We Love When We Listen
Then the scribe said to him, "You are right, Teacher; you have truly said that 'he is one, and besides him there is no other'; and 'to love him with all the heart, and with all the understanding, and with all the strength,' and 'to love one's neighbor as oneself,'—Nthis is much more important than all whole burnt offerings and sacrifices" (Mark 12:32-33, NRSV).
The twofold struggle to love God above all else and to love our neighbors as ourselves is a constant one. But as we read in Mark, it “is worth more than all burnt offerings and sacrifices.”
Love is a complex phenomenon—so complex that the Greeks felt the need to employ four different words to describe it. But sometimes loving our neighbor comes down to something as simple as listening.
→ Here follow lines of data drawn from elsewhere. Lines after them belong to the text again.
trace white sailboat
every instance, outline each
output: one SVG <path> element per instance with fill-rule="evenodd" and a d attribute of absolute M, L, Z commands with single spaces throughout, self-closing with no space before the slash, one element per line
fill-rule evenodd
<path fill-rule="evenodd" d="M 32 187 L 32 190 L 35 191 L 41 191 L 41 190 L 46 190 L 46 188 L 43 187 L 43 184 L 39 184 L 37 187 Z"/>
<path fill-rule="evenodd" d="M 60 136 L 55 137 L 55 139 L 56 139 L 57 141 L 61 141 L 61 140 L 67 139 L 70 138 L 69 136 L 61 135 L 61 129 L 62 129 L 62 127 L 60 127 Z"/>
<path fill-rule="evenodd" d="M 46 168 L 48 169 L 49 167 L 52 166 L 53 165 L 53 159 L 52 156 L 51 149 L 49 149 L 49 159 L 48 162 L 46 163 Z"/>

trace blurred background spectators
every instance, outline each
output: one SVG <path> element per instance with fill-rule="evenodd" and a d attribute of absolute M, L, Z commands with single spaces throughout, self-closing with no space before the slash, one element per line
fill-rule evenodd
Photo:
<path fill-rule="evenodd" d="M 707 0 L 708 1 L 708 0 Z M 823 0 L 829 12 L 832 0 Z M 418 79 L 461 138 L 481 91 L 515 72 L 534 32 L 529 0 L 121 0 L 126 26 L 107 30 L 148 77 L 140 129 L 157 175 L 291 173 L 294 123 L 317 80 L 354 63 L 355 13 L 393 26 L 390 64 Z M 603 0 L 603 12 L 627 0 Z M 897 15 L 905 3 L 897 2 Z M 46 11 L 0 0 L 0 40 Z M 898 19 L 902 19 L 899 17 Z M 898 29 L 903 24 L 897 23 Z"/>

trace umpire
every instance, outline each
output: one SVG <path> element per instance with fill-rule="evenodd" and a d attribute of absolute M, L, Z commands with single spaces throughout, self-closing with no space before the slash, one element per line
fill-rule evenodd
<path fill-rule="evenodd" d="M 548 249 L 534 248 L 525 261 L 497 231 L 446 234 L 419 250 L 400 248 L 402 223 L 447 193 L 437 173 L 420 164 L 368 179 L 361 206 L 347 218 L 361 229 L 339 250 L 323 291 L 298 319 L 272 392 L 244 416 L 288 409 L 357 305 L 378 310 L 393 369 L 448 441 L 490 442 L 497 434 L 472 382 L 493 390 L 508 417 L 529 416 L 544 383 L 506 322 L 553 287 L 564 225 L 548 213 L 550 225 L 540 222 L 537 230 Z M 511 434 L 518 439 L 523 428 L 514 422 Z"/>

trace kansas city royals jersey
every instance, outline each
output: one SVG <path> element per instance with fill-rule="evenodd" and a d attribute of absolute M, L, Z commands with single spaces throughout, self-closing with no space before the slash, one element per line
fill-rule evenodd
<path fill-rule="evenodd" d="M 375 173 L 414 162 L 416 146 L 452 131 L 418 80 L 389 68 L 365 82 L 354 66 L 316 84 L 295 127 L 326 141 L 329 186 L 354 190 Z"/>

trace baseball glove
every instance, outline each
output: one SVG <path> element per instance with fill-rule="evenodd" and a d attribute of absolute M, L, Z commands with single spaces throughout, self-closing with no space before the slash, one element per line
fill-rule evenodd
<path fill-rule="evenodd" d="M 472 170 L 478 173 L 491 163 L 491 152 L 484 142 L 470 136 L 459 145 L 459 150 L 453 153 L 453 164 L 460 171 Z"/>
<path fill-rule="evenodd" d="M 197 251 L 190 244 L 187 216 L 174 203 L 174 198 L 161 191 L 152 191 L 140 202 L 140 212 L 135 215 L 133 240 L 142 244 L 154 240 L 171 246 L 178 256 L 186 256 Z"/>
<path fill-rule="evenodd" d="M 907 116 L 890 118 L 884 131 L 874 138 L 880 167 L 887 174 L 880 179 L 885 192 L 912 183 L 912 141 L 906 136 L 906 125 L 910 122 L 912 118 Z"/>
On a day long ago when personal computers were just starting to show up in schools and offices, I got a call from an elementary school principal who wanted to know if her new computer was equipped for communications. I asked her to look around the outside of the computer for a phone jack. She was reluctant to try this, so I took a different tack. "Where did you buy it?" I asked. "A family in our parish gave it to us," she replied. I asked, "Do they have a child in your school?" She replied, "Yes, he's in the first grade. His parents bought him a new one and donated his old one to us."
"Great," I exclaimed. "Go ask him." There was nothing but silence on the line. "Are you there?" I asked. "Yes," she replied. "Why not ask him?" I persisted. "He's a student," she said, clearly indicating that was a line she could never cross over.
"Well, maybe you can ask his parents," I suggested sheepishly. I didn't have the nerve to tell her that my status as an expert came mostly from listening to my son who was in junior high.
Jesus-like leaders show their love for followers by respecting them, asking them questions, listening to them and learning from them. And chief among the lessons they learn is that the graces from this approach abound in this world as much as the next.